I have quoted from this book in the past, but there is no harm in doing so again. This quote is from Alexander Campbell’s The Heart of India, published abroad in 1958. The book is “banned” in India. The word “ban” is often used loosely. This book has never been published or printed in India. The ban (Customs notification No. 49, dated March 11, 1959) is on imports into the country. It is an extremely patronising book, though that should hardly be a reason for a ban. There is a section about a meeting with Vaidya Sharma of the ministry of planning. “He (Vaidya Sharma) put away the housing development papers and talked again about the Five-Year Plan. ‘We have now entered the period of the second Plan. The first Plan built up our food resources; the second Plan will lay the foundations for the rapid creation of heavy industry. Delhi, as the capital of India, will play a big part, and we are getting ready to shoulder the burden. We are going to build a big central stationery depot, with a special railway-siding of its own. There will be no fewer than 12 halls, each covering 2,000 square feet. They will be storage halls’, and, said Sharma triumphantly, ‘we calculate that the depot will be capable of an annual turnover of 1,400 tons of official forms, forms required for carrying out the commitments of the second Five-Year Plan!’”


Richard Mahapatra is the Managing Editor and publisher of Down to Earth. In the current issue (February 16-28 2017), he writes, “Many old-timers, gathered around a Murphy Richards transistor in a library, would react to the approval of the five-year plan, as a grave voice of the newsreader would inform about allocations. In colleges, the economics professors would read out the new priorities to students and often, shyly, hint at lucrative academic opportunities and new subjects for applying for scholarships. Not going into the details of whether planned development did any good or harm to India, the five-year plans were always good experiences.”

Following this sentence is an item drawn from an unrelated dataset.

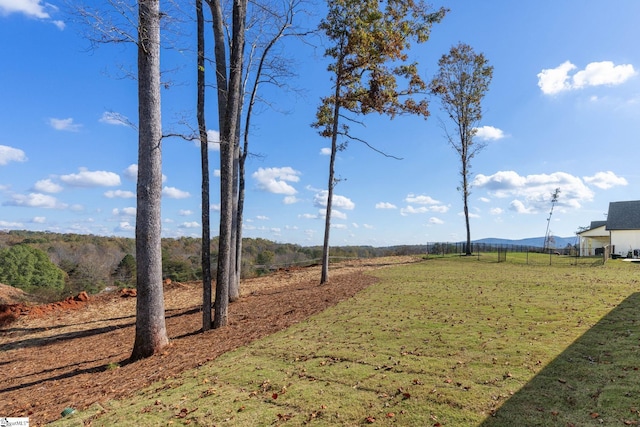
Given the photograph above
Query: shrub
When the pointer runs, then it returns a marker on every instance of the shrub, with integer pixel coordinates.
(29, 268)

I will not get into the merits/demerits of planned development, not only in terms of historical context, but also its continued relevance/irrelevance. (In view of the Campbell quote, perhaps I should have said reverence/irreverence.) As students, we were reverently taught, and studied, plan models. I don’t know if this reflects my jaundiced view, but the charm of plan models probably died out with the Fourth Plan (1969-74), at best, the Fifth (1974-78). Once rolling plans (1978-80) got going, plan models gathered moss. Incidentally, the number of equations in any plan model was almost entirely driven by the computing power one could rustle up.

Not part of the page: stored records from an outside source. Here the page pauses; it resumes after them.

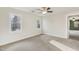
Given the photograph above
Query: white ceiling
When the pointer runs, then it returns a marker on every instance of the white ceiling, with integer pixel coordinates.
(55, 10)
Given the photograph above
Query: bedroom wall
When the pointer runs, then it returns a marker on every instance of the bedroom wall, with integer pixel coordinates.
(57, 24)
(29, 26)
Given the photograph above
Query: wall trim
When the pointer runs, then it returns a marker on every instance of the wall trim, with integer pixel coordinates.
(24, 38)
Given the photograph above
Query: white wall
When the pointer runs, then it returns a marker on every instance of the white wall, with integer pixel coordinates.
(29, 27)
(55, 25)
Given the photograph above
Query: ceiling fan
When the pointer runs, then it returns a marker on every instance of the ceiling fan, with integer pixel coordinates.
(44, 10)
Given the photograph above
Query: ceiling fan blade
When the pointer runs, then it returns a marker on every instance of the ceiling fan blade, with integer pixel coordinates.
(49, 11)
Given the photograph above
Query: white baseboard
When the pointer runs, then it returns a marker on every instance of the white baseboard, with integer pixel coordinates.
(65, 37)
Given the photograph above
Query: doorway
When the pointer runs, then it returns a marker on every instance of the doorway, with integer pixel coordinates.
(73, 30)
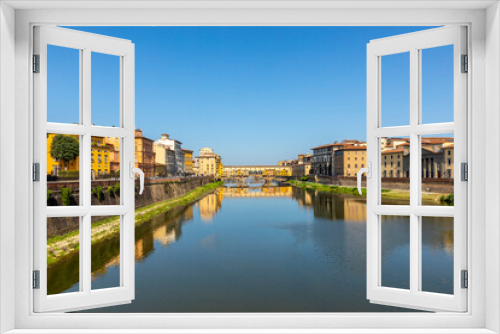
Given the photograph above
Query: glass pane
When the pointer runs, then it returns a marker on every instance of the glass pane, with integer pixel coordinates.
(105, 90)
(63, 255)
(395, 251)
(105, 252)
(395, 89)
(438, 169)
(63, 84)
(395, 170)
(63, 169)
(437, 84)
(437, 254)
(105, 164)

In our student days, we rarely read plan documents and we certainly didn’t read annual reports of the Planning Commission. Let me now quote from the 1977-78 Annual Report of the Planning Commission, during the rolling plan era: “The Commission has suggested two new developments in the evolution of the country’s planning methodology, viz. (a) the adoption of the rolling plan system and (b) the preparation of comprehensive area development plans at the block level. Year-to-year targets will be set for sectoral outlays and output for major sectors within the Five Year Plan; performance against these targets will be reviewed annually… There is no basis for the apprehensions expressed that the introduction of a Rolling Plan system would mean the abandonment of long-term objectives, reducing the commitment of resources for development, and freeing the implementing agencies from any accountability for non-achievement of targets. The modifications proposed will not mean either the abandonment of perspective planning or the replacement of the discipline of a five-year framework by ad hoc annual decision-making. A new 15-year perspective plan will be prepared for charting the longer-term course of development of the economy as a whole. The Perspective Plan would provide the framework for investment decisions in long-gestation projects for which a five-year horizon is inadequate, and for planning for land use, water resources, oil and mineral development and manpower.”

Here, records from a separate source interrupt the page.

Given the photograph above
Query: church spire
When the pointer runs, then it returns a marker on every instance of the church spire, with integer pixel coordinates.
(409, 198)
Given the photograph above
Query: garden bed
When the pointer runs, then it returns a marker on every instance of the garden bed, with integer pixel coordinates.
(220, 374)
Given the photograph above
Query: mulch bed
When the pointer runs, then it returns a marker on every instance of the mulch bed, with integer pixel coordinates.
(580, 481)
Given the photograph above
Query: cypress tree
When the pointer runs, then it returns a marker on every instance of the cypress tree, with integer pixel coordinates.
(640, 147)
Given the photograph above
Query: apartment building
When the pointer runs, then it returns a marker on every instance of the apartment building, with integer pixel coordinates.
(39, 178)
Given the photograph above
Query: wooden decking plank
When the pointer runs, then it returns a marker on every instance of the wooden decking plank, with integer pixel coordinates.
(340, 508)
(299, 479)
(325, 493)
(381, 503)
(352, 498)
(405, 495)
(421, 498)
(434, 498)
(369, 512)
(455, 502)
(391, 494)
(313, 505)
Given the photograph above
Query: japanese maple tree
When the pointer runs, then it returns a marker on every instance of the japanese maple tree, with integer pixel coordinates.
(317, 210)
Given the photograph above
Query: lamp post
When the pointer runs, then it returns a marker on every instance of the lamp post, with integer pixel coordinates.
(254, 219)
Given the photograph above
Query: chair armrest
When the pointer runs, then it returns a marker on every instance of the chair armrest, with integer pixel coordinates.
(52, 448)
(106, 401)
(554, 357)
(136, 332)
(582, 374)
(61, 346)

I have refrained from quoting from the decentralised planning sections. In hindsight, both ideas seem prescient and both have a rationale, though Vaidya Sharma wouldn’t have approved. Decentralised planning lacks the raw appeal that centralised mathematical models possess. Even now, students are fascinated by the Oskar Lange kind of idea of a central planning board completely replicating the market through a tatonnement (trial and error) process. Note that decentralised planning received lip service since the First Plan (1951-56) — District Development Councils were formed, the Planning Commission formulated guidelines for district planning in 1969. A Manual for Integrated District Planning was prepared by the Planning Commission in 2009. The last quote is from that manual: “From the late sixties to the mid-eighties, the trend was towards greater centralisation of administration. Due to the absence of concerted political and administrative support, panchayats had by the late sixties been superseded in most states. The formulation of Centrally Sponsored Schemes (CSS), implemented mainly through line departments led to the virtual collapse of the district planning process. Though there were several efforts to stem the tide, (Dantwala Committee, G.V.K. Rao Committee), these were largely unsuccessful.”
The supercomputers of the 1970s were primitive. Forget those, in its heydey of modelling, the Planning Commission didn’t have access even to mainframes. But that remained the aspiration and decentralised planning seemed to replace it in every district with what are now called tablets.